とある記憶。

ダーリンが早々に買ってきたくせになかなか読まないこうの史代この世界の片隅に 上」を読んだ。
なんで読まないか聞くと「悲しくなるから」と実に乙女チックな理由で、乙女な時期より乙女なかけらもない私がさくさくと。
読み終わって、中学の副校長先生を思い出した。
国語が専門で、いつもきちんと髪を七三に分け、フレームの太い分厚いめがね、白いワイシャツ、太いネクタイ、
たばこの匂いが染みついた、大昔の田舎の学校によくいた、「いいおうち」出身の、いかにも「先生」な容姿の方だった。

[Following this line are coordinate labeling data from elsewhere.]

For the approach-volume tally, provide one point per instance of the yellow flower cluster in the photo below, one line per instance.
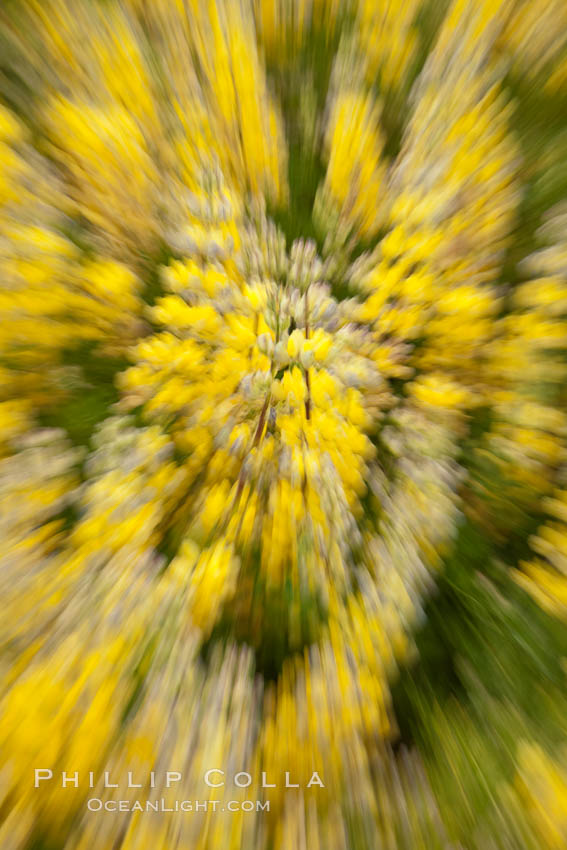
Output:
(229, 572)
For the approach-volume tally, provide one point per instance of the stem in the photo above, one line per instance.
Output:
(307, 378)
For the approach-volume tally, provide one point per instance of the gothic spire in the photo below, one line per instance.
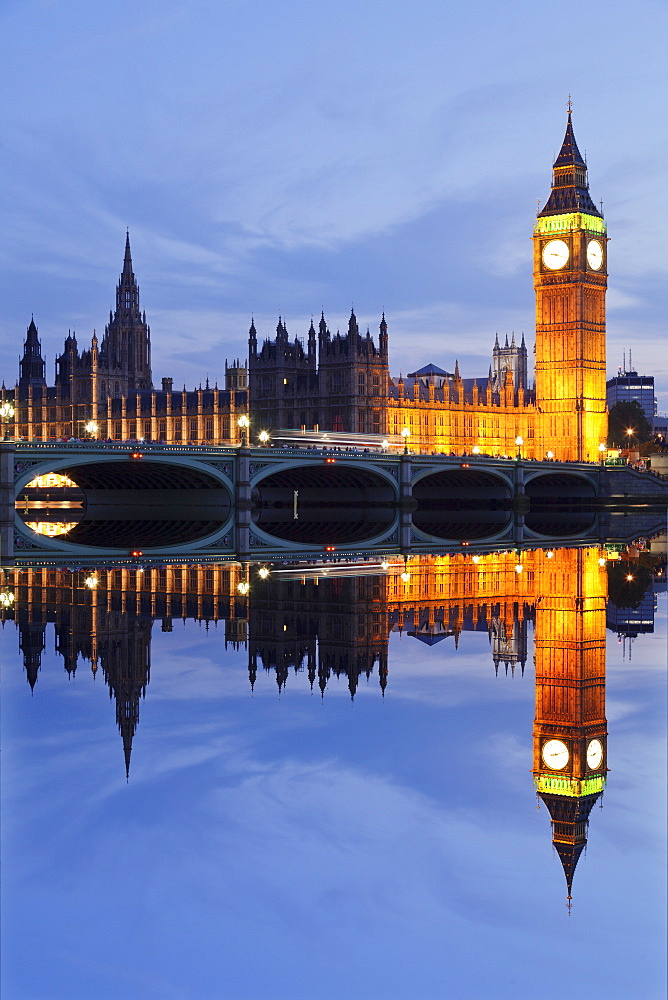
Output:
(570, 188)
(127, 261)
(32, 365)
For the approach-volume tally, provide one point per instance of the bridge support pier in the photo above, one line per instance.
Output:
(405, 502)
(7, 515)
(243, 502)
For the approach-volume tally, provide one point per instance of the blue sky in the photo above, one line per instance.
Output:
(288, 848)
(282, 157)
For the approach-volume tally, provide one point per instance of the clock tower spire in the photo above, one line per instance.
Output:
(570, 731)
(570, 280)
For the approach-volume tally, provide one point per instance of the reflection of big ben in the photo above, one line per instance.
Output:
(570, 279)
(569, 756)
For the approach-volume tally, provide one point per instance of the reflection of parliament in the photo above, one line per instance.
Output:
(335, 629)
(341, 382)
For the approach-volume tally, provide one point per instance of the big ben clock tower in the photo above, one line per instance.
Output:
(570, 279)
(570, 731)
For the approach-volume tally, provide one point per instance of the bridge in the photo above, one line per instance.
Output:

先生は従軍経験者で、戦争に行ったことはほとんど生徒に話されたことはないのだけれど、
当時もっとも荒れた(と言われていた)私の中学で、授業がまともに出来なくなるようなクラスにおいても、
その先生の時間だけは不良達もおとなしくなる、そう言う静かな強さを持つ存在だった。
確か「相聞歌」を習っていたときのことだと思う。先生はご自分が結婚されたときの話を話してくださった。
出征することになったので、大あわてで結婚が決まり、式のたった3日前に初めて婚約者の方と会われたそうだ。
私たち生徒はその「衝撃的」な事実にざわめいた。生徒達は矢継ぎ早に質問しはじめた。
「センセー、相手の人がすごい「ぶす」だったとしたらどうしたんですかー?」
「昔は、そんな失礼なことは考えません。」
「センセー、「選ぶ権利」ってなかったんですかー?」
「昔は、そう言うものはなかったんです」
「センセー、他に好きな人っていなかったんですかー?」
「昔は「男女7歳にして席を同じにせず」で、出会いなんかありませんでした」
お座敷で向かい合って、しばらくして庭を案内するように言われて、ようやく二人になれたとき、
それでもほとんど何も話さず、ただ庭に落ちていた松葉を懐紙に挟んでそっと渡したのだと言う。
「センセー、なんで松葉なんですかー?」
「松葉は必ず二つひと組でしょう?私たちもこの松葉のように二人でいましょうね、と言う意味だったんです」
「センセー、それでその人はそれがわかったんですかー?」
先生はにっこりされた。松葉を渡した後、順調に式を挙げ、その翌日には出征、戦争が終わって帰ってきた後はずっと一緒だと
「皆さん、「愛」とか「恋」とかってね、「ペらっぺら」のものですよ、そんなもの人生でちっとも大切じゃないんです」
先生はその当時、一部女生徒に異様に人気で、クラスの片隅に必ず1冊や2冊は転がっている
あのおどろおどろしい表紙の「ハーレクィンロマンス」を取り上げて、ぴらぴら振るいながらおっしゃった。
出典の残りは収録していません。